Successfully integrating wind and solar into the broader energy system requires action in three main areas, a new IEA report argued:
1. System friendly deployment, so that the net benefits of wind and solar power are maximised for the whole system;
2. Improved operating strategies, including “advanced renewable energy forecasting and enhanced scheduling of power plants”; and
3. Investment in flexible resources including demand-side response, storage and grid infrastructure.
In order to encourage system friendly deployment it said there needed to be a “paradigm shift” in the way wind and solar is assessed economically. It said the “traditional focus” on the levelised cost of energy “is no longer sufficient”, as the measure is “blind to the when, where and how of power generation”.
Instead, it argued, they should be judged by their system value: “the overall benefit arising from the addition of a wind or solar power generation source to the power system.”
Among the items in the plus column are lower fuel and emissions costs; reduced requirements for other generation capacity and sometimes lower transmission losses.
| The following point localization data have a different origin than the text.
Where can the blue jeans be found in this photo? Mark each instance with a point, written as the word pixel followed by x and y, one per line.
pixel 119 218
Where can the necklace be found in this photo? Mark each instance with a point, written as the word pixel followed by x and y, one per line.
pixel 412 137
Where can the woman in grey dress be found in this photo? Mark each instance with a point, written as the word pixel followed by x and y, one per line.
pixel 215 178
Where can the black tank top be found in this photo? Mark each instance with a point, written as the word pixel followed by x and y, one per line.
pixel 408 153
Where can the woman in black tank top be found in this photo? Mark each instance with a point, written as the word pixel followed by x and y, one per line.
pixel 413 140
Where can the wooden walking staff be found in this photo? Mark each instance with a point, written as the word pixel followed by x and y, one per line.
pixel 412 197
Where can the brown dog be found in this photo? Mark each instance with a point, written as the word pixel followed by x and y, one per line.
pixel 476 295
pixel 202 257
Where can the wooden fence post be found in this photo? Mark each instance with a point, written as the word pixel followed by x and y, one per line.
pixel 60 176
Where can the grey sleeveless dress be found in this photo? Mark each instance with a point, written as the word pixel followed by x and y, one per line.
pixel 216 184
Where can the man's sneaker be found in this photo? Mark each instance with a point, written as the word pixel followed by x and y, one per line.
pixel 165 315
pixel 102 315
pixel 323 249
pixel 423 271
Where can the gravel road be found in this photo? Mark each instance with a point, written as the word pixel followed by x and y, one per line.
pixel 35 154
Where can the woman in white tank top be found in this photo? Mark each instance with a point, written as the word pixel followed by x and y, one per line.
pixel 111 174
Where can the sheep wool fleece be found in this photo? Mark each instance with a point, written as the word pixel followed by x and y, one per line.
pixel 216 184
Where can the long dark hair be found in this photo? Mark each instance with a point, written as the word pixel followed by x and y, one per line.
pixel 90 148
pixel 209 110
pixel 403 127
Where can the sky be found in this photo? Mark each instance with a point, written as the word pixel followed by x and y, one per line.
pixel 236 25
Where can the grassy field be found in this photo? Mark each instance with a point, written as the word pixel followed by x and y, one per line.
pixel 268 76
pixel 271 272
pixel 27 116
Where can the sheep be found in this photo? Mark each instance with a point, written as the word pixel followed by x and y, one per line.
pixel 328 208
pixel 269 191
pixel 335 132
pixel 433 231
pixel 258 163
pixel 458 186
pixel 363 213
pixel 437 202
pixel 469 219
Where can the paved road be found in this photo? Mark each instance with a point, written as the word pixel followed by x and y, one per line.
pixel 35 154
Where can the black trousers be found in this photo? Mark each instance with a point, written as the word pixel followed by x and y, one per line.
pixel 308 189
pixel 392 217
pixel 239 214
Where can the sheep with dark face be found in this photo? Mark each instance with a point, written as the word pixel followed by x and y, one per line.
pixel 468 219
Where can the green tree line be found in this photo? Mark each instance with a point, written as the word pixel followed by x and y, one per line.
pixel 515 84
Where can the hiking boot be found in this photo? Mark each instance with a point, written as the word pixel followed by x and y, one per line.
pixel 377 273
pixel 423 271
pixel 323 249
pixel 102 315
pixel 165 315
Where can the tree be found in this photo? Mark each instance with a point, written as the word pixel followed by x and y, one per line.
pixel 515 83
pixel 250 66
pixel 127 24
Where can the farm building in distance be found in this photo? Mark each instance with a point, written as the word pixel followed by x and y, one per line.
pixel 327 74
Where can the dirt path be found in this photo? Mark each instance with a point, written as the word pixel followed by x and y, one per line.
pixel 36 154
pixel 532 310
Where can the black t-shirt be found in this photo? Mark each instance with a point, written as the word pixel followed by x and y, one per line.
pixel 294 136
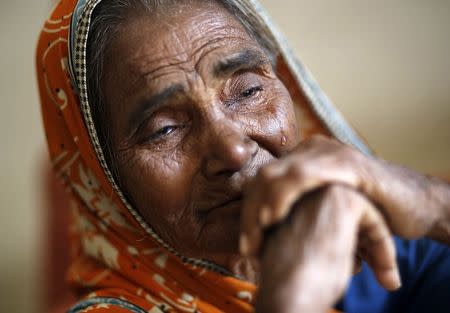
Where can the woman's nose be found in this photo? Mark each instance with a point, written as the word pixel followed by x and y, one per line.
pixel 230 149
Items in the minus column include
• Increased wear and tear on conventional plants as they are forced to vary their output more in the light of renewables capacity moving up and down;
• Reduced utilisation of non-wind and solar assets and the need to curtail wind and solar when their output is too high.
Changes to grid infrastructure requirements can fall into either column, depending on the particular case. Accordingly, it said existing policy and market frameworks should be upgraded to encourage the building of projects that bring the highest system value compared with their levelised cost of energy.
Share of wind and solar generation in selected countries for 2014 and 2020
The report also said modern wind and solar plants can “actively support their own integration by providing valuable system services”. It recommended that “forward-looking technical standards” are established to ensure that new power plants are capable of providing “state-of-the-art support for a stable and secure operation of the power system” and that electricity markets and operating protocols are reformed to allow for the provision of system services by wind and solar assets.
Additionally, it said institutional and regulatory structures of low- and medium-voltage grids be reviewed and revised, to reflect their new role in a smarter, more decentralised electricity system, and said electricity tariffs should be reformed to accurately reflect the cost of power depending on time and location.
So building new renewable capacity is clearly only half the battle. We also have to work out how to manage this supply and price it correctly. Only then will we be sure we can use this additional capacity to not only meet our green energy targets, but also help us improve UK energy security, while delivering affordable power into UK homes.